The First Skyline GT Was Born from Racing
Editor’s note: This article originally appeared on June 11, 2013, we’ll be diving into our archives to bring you some of the gold you might have missed from our early days.
The 1960s were a fascinating period for Japanese cars. Manufacturers finally started to break away from simply copying British and American cars and began coming up with original designs. The very ethos and identity of the Japanese automobile was being formed year by year, and in the middle of all this dynamic experimentation was Prince (Nissan) who wanted to make their boxy Skyline sedan competitive in the Japan Grand Prix. This will to win created the first in a long line of world-beating Nissan Skylines.
The year 1963 was a disappointing race season for Prince. After a year of defeat, Prince decided to build an all-out track weapon for the upcoming Japan Grand Prix. Clearly, their stodgy sedans powered by conventional four cylinder engines weren’t cutting it. Their answer to the competition was to shoehorn their two-liter straight six from the larger Gloria into the lighter Skyline chassis.
The larger engine’s 127 horsepower was a phenomenal 40 horsepower improvement over the modest and sensible 1.5 liter four-cylinder that powered most Skylines. Forty horsepower can make a big difference in a car weighing only 2,100 pounds. Fed by three Weber carbs, the Skyline’s engine became famous for its velvety snarl and high pitched wail near redline.
The fascinating thing about the 2000GT-B was how far Prince went to make the big engine fit. The front of the car was lengthened eight inches to accommodate the longer six-cylinder engine. It’s certainly one of the more crude ways to achieve the classic long hood/short deck proportions.
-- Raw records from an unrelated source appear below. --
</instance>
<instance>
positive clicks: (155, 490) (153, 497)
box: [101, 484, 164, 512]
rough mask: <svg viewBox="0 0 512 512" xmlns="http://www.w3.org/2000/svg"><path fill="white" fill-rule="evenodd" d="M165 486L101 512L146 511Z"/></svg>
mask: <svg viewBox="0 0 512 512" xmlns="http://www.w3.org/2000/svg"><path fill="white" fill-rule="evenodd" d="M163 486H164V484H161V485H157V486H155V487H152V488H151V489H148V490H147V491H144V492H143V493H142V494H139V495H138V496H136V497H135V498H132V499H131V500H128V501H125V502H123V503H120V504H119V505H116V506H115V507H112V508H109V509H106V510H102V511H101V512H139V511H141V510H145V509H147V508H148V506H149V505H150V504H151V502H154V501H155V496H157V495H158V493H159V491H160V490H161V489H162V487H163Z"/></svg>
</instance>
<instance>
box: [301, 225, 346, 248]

But crude looks have never lost races. Along with the sonorous six, the 2000GT-B was fitted with an advanced for the time five-speed manual transmission, front disc brakes, a limited slip differential and a larger fuel tank for extended range. Much like other 1960s racing specials; little thought was given to cosmetic enhancements or modifications that didn’t help the Skyline become a better race car. Advanced race-ready mechanicals wrapped in tame sheet metal would go on to be a Skyline GT-R trademark and it began all the way back in 1964.
Prince’s muscled-up Skyline fought with the Porsche 904 for supremacy in the 1964 Japan Grand Prix but came slightly short of victory. Skylines placed second through sixth place that year with a 904 taking the top spot. Despite placing second, the Skyline had actually led the 904 for a few laps and was a close contender for the rest of the race. The legend of the Skyline as a giant killer was born and would only grow more infamous as the decades wore on.
As Prince turned into Nissan, the next chapter of Godzilla’s history was unfolding with the no-holds-barred Skyline GT-R. The GT-R would go on to become a pioneering, technology filled flagship for Nissan and today remains a formidable performance car. A few elements of the 2000GT-B would go on to be hallmarks of performance Skylines for decades to come. Right up until the new GTR, performance skylines were powered by straight six engines, filled with the latest in racing technology, and they were built to be fast, not beautiful. Bred from racing since their inception, the GTR can trace its lineage back to the awkwardly stretched Skyline from 1964; the sedan that started it all.